I wasn’t sure what to expect when I came to Berlin. But the one thing I didn’t expect was to feel severely depressed for my first month of being there.
After weeks of pondering and agonizing over why I was feeling so down, I finally figured it out: I wasn’t able to ground myself. I was lost. And yet I wasn’t. That was it. Berlin has so many dichotomies, that I wasn’t sure how to feel half the time. There is a constant shift from “hot” to “cold” and my body wasn’t sure how to react.
Most Berliners speak some English, to the point where one can be deceived into thinking that they don’t need to learn Deutsch. Big mistake. While it’s a total blessing to communicate in English while in a foreign country, one has to be aware that all media, websites, signs, and vital information is not in English. Germany is not a bilingual country, even though it sometimes appears to be. Mein Deutsch ist schlect, but I thought I could get by without knowing the language. In reality, one can just get by in Berlin with only speaking English. But if you want any level of success, knowing Deutsch is crucial.
Berlin has so much to offer, but when you just arrive, it’s almost too much. Where do you start? As a dancer, there was a million studios, instructors, and venues to choose from, but it was hard to get an “in”. Even when you think you have an “in”, it’s really just the tip of the iceberg. For every club you’ve been to, there are a hundred that you don’t even know about.
There is also a contrast between East and West Berlin, and at the same time a unity amongst all Berliners. So, where to live? I still haven’t figured that one out, although I have found some neighborhoods that I love.
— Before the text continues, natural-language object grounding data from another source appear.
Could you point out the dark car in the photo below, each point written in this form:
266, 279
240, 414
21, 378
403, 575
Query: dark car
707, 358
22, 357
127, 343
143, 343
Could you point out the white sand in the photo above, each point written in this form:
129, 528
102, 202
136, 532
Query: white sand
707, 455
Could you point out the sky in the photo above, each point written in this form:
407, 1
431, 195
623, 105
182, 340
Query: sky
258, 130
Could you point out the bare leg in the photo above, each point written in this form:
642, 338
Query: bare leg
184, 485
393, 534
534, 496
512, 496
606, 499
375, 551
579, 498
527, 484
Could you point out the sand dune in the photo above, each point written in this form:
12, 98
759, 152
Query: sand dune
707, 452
Neukölln and Kreuzburg are my favorite, but I love Mitte and Charlottenburg and Prenzlauer berg, as well. And each neighborhood offers a totally different experience, so it’s a tough decision.
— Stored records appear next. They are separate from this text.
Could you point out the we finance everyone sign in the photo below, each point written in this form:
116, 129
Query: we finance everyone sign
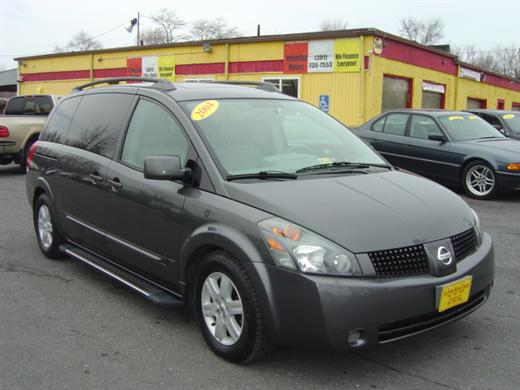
341, 55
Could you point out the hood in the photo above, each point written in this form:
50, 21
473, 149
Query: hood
363, 212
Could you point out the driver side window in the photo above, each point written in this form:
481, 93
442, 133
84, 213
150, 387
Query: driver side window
153, 132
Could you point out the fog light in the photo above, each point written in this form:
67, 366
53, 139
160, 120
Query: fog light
356, 338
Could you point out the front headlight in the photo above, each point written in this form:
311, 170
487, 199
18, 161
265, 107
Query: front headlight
297, 248
478, 228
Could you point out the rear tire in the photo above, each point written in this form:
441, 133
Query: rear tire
47, 234
479, 180
228, 311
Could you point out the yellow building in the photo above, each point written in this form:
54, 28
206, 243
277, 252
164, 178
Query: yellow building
352, 74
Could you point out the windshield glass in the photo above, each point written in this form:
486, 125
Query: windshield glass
463, 127
253, 135
513, 121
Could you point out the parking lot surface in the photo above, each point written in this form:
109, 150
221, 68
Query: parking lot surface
65, 326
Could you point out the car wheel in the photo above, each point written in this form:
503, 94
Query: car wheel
228, 310
479, 180
48, 237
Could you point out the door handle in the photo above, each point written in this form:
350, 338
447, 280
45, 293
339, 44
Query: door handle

There are way too many dichotomies to list. What I do find comfort in is knowing that I’m not the only one who has felt depressed upon arriving in Berlin. I met a singer/song writer named Orit Shimoni. She wrote a wonderful song called "Sadder Music" that sums up exactly how I was feeling. It was a great moment to be sitting outside at a picnic table on a hot summer night, surrounded by people from all walks of life, listening to Orit spill her soul about Berlin. It’s always nice knowing there is someone to whom I can relate.
After being in Berlin for three months, the depression has passed. I love the city, and all of its quirks and charms. And I sympathize with Berlin. Despite being over 700 years old, Berlin is somewhat like a teenager with an identity crisis. Is the city Gothic, punk, historical, modern, hip, rundown, or just content with being all of the above? Whichever the case, Berlin has a little something for everyone. You just have to be content with whatever the city throws your way.